Марков бросил взгляд на часы. До Сочи рукой подать — меньше часа хода. Но любая задержка сейчас грозила выговором, а то и худшим…
— Держите пока, — сказал он глухо. — Дотянем до порта, а там разберёмся.
Это решение потом будут разбирать по косточкам комиссии и следователи, писать о нём в протоколах и спорить на судах. Но сейчас, в этот августовский вечер, оно казалось единственно возможным. А на «Петре Васёве» тоже было неспокойно. Рулевой Геннадий Петров держал штурвал обеими руками — пальцы вспотели, ладони скользили по дереву. Вчерашний проводы друга в увольнение не прошли даром — голова гудела, в глазах двоилось.
— Курс держать! — бросил Новиков через плечо.

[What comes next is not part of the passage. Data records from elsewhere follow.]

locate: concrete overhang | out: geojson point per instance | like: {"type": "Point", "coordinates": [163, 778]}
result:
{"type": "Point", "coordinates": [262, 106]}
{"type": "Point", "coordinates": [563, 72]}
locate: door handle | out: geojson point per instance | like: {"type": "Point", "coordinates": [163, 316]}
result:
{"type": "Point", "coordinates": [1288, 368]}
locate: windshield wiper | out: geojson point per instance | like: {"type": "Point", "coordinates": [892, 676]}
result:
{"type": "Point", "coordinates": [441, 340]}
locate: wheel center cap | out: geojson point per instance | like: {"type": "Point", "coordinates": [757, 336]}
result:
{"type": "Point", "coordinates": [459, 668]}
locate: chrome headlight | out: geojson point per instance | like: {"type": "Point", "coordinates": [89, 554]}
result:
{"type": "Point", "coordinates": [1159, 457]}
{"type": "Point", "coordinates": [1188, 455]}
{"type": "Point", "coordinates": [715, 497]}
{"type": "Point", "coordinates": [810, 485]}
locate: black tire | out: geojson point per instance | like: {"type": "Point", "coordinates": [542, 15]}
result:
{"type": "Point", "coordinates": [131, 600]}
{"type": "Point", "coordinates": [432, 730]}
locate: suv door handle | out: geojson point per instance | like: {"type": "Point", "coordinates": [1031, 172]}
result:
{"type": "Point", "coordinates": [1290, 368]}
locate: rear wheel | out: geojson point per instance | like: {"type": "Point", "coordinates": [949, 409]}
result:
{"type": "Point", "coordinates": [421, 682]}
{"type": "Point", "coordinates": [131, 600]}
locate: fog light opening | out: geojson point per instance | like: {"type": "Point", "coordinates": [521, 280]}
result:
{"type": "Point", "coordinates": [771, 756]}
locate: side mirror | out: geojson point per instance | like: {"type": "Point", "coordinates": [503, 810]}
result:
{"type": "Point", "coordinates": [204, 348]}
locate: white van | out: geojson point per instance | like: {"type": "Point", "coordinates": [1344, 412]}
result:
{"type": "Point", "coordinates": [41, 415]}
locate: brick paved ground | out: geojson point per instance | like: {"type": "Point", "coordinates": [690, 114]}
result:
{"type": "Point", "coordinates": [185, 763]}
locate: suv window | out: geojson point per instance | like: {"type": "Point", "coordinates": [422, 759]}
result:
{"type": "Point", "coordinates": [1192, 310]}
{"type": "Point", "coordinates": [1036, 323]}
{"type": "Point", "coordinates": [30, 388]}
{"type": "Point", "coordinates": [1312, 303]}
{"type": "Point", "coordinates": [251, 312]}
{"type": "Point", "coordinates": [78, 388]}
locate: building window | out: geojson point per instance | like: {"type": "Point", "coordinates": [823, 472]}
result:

— Есть курс держать, — ответил Петров, но голос прозвучал слабо, без прежней твёрдости.
А тем временем между судами осталось три мили. На экранах радаров две светящиеся точки ползли друг к другу, как стрелки часов на последней минуте. И в кают-компании «Нахимова» начинался вечерний концерт художественной самодеятельности. Баянист Пётр Семёнович Волков выводил «Катюшу», пассажиры подпевали: голоса сливались в один общий поток — живой, настоящий, человеческий звук. Но через несколько минут он оборвётся навсегда…
— Расцветали яблони и груши… — пела Нина Петровна — в её голосе звучала вся прожитая жизнь, вся вера в завтрашний день.
А Михаил Иванович Крылов стоял у иллюминатора и смотрел на вспыхивающие огни встречного судна.
— Слишком близко идёт… — пробормотал он.
— Что вы сказали? — переспросила Нина Петровна.
— Да так… Показалось.
Но не показалось — на мостике «Нахимова» капитан Марков уже понимал, что расхождение опасно близкое. Он схватил радиотелефон.
— «Пётр Васёв», «Пётр Васёв», я — «Адмирал Нахимов». Ваши намерения?
Однако ответ запоздал. На мостике сухогруза капитан Ткаченко смотрел на огни лайнера и думал — пассажирские всегда лезут вперёд, будто море принадлежит только им.
— «Адмирал Нахимов», я — «Пётр Васёв». Иду своим курсом. Расхождение по правому борту.
Марков сжал трубку так, что побелели костяшки пальцев.
— Дистанция слишком мала. Предлагаю увеличить расхождение!
— Принял! Отворачиваю вправо! — голос звучал резко, будто выстрел.
Но «вправо» на море — понятие зыбкое, как мираж на горизонте. То, что казалось спасением на мостике сухогруза, с лайнера выглядело иначе. И уже между судами оставалась всего одна морская миля. Скорость сближения — двадцать восемь узлов. Математика катастрофы становилась неумолимой, но оба экипажа ещё цеплялись за надежду, что успеют разойтись.
— Машина стоп! — Марков бросил команду так, будто мог остановить время.
— Есть машина стоп! — отозвался машинный телеграф, металлическим эхом отдаваясь в тишине.
Но остановить семнадцатитысячетонный лайнер мгновенно невозможно. «Адмирал Нахимов» продолжал нестись вперёд по инерции — каждая секунда приближала его к гибели. На «Петре Васёве» рулевой Петров отчаянно крутил штурвал. Сухогруз в балласте слушался руля неохотно, тяжело и лениво поворачивал корпус — слишком медленно для спасения.
— Давай быстрее! — Новиков почти сорвался на крик. — Крути!
— Не слушается! — Петров вцепился в штурвал до боли в пальцах. — Руль не слушается!